Poiché sia il bianco che il nero non hanno una lunghezza d'onda specifica, non possono essere considerati come colori. Il bianco è la combinazione di tutte le lunghezze d'onda della luce visibile, mentre il nero è l'assenza di luce visibile.
Il bianco è formato dalla somma di tutti i colori dello spettro elettromagnetico. È un colore con alta luminosità ma senza tinta e infatti viene anche detto acromatico. Il suo opposto è invece il nero, che è dato dall'assenza di tutti i colori.
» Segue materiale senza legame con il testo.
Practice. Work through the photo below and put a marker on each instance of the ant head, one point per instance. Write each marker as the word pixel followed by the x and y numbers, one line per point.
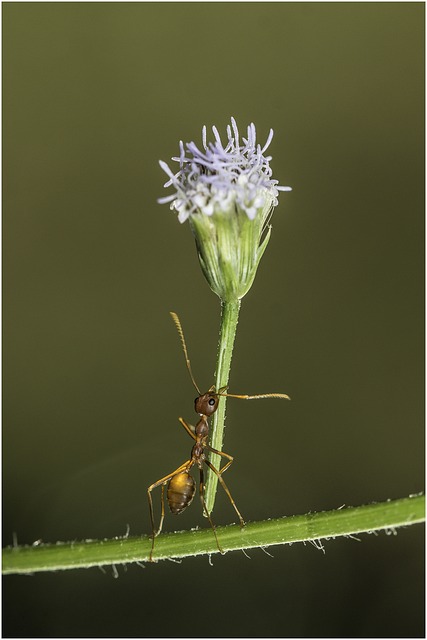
pixel 207 403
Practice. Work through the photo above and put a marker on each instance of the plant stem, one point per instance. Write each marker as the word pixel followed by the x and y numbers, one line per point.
pixel 310 527
pixel 227 334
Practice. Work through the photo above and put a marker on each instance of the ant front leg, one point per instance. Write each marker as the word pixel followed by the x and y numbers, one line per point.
pixel 224 455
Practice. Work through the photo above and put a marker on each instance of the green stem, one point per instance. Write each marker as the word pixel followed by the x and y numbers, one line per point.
pixel 310 527
pixel 227 334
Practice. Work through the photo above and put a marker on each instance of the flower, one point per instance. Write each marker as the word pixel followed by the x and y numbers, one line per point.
pixel 228 196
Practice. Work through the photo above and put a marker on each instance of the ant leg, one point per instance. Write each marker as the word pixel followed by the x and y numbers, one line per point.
pixel 187 427
pixel 202 498
pixel 224 455
pixel 224 486
pixel 162 482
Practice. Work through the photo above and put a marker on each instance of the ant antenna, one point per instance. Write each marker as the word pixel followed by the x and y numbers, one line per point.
pixel 262 395
pixel 184 346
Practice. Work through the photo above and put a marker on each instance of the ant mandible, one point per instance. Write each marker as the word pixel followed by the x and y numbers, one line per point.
pixel 182 487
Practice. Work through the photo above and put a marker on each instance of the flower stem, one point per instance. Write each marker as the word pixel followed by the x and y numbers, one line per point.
pixel 227 333
pixel 304 528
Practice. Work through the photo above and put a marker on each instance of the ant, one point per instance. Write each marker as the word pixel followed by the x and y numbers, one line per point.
pixel 182 487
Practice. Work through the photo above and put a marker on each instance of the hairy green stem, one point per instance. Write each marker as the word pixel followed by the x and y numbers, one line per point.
pixel 350 521
pixel 227 334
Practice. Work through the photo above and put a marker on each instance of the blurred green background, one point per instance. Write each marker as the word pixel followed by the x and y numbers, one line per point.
pixel 94 377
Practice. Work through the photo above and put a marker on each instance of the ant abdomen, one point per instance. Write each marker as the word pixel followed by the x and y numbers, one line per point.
pixel 181 491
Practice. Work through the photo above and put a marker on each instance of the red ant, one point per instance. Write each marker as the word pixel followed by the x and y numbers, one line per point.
pixel 182 487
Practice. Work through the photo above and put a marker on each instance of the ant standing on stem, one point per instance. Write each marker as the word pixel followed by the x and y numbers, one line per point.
pixel 182 487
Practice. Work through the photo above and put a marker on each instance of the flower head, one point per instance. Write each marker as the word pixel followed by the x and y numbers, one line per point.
pixel 228 195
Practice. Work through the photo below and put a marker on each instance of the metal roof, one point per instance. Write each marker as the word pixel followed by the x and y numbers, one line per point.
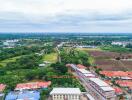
pixel 84 71
pixel 99 82
pixel 108 88
pixel 65 91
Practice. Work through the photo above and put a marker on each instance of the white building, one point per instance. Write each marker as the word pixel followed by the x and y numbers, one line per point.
pixel 65 94
pixel 101 88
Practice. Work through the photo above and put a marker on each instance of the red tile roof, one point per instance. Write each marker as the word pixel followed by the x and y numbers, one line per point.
pixel 81 66
pixel 116 73
pixel 33 85
pixel 118 90
pixel 2 87
pixel 124 83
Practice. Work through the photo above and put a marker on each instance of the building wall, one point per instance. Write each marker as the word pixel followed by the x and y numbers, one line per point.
pixel 65 97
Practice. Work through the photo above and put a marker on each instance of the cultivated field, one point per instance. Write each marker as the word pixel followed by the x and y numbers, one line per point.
pixel 52 57
pixel 106 60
Bianco e nero sono definiti acromatici, dal momento che non si percepiscono come colori. L'arcobaleno ha tutti i colori dello spettro solare. I Greci hanno personificato questo spettacolare fenomeno luminoso con Iris, il messaggero degli dei disceso tra gli uomini, agitando le sue ali colorate.
Il magenta, poiché non esiste nello spettro luminoso, non ne ha uno. Piuttosto, è qualcosa che il nostro cervello crea per riempire lo spazio in un modo sensato. Di solito, quando si cerca di determinare il colore, il cervello calcola semplicemente la media dei colori per ottenere un risultato.